Pension to disabled people:

"The same is true of disability pensions, as entitlement is realized only to the totally and permanently disabled. In other words, you have to be unsconscious to get it, unconscious to keep it, and unless you walk about totting a coffin under your arm, you cannot draw that pension.

"If that pension plan is supposed to help the disabled, should not the Government recognize that the pension should be paid to anyone unable through illness to earn a living at his ordinary trade or occupation?

Old age pensions:

"I cannot understand the thinking of the Liberal party leaders as regards the means test (from 65 to 70). Under our laws, one has to be poor to be entitled to the pension, one must be very careful to stay poor to keep it, up to the age of 70. Not only one must be poor to obtain the pension, one must also stay poor to keep it...

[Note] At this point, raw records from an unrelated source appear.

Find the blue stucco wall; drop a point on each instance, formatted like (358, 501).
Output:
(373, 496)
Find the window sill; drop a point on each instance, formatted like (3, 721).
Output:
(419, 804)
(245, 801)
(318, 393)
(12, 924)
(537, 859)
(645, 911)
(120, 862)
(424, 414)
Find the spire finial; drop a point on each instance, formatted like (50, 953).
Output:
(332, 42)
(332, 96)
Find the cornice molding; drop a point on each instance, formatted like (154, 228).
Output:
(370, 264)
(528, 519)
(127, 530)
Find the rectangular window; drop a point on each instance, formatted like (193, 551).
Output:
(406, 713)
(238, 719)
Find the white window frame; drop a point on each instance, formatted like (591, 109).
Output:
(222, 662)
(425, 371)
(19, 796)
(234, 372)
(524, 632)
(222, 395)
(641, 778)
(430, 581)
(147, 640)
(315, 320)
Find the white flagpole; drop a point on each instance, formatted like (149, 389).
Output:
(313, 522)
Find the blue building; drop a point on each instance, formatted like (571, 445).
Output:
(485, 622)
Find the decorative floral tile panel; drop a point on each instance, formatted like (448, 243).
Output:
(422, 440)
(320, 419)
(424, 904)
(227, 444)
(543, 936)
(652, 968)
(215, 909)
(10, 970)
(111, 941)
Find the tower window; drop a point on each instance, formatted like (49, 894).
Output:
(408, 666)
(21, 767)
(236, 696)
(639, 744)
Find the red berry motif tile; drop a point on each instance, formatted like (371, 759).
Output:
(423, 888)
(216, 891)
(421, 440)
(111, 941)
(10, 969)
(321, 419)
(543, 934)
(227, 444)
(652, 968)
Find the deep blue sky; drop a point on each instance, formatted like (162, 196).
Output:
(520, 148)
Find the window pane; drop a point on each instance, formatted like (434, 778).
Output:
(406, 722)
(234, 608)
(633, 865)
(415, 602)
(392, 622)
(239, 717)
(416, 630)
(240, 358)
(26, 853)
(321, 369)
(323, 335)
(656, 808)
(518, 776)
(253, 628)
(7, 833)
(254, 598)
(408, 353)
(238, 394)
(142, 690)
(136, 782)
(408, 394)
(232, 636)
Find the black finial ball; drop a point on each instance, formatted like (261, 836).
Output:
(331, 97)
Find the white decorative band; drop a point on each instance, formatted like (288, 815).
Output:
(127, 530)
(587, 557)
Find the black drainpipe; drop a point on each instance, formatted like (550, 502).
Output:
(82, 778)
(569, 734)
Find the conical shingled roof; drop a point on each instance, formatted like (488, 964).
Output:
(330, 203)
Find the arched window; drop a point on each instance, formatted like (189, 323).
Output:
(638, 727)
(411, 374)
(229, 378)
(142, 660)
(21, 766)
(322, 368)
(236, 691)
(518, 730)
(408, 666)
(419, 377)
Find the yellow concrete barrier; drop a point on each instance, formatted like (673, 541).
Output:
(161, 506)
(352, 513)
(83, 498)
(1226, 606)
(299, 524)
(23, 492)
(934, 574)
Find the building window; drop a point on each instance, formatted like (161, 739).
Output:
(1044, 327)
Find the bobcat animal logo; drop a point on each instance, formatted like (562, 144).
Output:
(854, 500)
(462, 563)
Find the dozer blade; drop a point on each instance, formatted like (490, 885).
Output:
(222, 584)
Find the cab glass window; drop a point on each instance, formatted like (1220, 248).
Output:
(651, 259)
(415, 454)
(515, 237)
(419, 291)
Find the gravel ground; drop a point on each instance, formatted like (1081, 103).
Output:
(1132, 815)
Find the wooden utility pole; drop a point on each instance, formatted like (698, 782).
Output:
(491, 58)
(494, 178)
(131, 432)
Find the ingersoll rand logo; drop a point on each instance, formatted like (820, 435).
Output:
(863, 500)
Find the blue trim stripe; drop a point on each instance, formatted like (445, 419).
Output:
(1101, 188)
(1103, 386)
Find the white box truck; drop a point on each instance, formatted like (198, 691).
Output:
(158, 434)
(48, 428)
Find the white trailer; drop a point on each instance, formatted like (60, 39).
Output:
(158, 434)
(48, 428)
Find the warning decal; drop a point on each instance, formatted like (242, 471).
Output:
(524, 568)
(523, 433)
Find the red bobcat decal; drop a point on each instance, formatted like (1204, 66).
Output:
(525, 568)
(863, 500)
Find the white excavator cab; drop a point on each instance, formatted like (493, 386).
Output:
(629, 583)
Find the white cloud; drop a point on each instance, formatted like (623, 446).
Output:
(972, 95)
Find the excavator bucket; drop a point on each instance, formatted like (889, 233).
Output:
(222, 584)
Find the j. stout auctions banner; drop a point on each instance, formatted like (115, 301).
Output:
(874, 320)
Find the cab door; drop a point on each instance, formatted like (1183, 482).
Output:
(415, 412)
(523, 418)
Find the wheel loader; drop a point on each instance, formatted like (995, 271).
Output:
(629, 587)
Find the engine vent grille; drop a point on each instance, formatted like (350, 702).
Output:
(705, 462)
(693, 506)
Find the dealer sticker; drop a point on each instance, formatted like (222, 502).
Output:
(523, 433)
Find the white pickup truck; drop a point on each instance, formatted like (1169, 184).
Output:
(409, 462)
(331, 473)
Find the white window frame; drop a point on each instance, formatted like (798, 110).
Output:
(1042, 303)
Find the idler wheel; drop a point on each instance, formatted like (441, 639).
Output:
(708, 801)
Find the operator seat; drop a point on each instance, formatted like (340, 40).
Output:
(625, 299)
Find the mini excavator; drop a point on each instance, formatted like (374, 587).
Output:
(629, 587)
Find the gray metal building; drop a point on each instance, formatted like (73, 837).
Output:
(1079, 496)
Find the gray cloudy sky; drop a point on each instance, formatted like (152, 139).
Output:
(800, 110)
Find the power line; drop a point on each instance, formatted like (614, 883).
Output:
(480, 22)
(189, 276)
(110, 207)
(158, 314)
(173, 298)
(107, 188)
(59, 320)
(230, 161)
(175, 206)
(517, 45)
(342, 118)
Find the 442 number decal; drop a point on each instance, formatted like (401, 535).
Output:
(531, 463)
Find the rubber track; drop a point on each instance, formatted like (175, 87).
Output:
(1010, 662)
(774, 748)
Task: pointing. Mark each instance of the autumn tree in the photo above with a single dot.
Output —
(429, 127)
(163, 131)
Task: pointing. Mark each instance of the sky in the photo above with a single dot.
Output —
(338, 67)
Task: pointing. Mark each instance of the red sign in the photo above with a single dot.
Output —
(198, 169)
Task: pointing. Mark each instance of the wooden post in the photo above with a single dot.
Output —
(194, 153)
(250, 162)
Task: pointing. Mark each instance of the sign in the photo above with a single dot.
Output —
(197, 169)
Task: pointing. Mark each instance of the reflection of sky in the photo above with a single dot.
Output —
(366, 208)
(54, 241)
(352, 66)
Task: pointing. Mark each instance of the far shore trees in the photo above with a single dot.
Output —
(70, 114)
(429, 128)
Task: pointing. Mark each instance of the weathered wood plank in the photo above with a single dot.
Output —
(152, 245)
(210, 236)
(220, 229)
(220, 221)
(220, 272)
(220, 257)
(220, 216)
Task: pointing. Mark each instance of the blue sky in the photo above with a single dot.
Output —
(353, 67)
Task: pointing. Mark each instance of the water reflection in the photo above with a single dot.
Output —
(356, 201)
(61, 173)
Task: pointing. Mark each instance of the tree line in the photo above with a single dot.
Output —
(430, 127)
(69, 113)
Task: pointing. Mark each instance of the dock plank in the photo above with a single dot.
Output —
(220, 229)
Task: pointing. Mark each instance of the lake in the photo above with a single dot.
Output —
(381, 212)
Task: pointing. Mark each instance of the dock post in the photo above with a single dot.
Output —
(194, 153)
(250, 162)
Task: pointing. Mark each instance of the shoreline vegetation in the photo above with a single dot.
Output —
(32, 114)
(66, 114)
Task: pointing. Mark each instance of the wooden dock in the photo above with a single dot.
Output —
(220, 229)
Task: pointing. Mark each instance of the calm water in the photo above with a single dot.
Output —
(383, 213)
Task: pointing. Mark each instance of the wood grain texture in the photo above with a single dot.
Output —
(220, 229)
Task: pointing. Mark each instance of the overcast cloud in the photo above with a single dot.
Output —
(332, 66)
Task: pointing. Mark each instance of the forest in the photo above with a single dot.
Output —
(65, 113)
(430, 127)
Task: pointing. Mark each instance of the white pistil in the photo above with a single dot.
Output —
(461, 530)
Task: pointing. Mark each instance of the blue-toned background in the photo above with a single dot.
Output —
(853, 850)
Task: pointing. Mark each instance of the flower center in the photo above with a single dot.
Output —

"I am convinced that my electors want the old age pension to be granted to anyone, without the means test, at the age of 65, and the amount to be raised to $60 a month.

Wants Results:

"In closing, I want to say that I come up here to try to do a job. What we are after are results. You fellows can have all the credit as long as you give us results. Just come across with something for us. Build the Cross Point bridge, build the station at Edmundston; do these things, and we will tell you that you are a good bunch of fellows."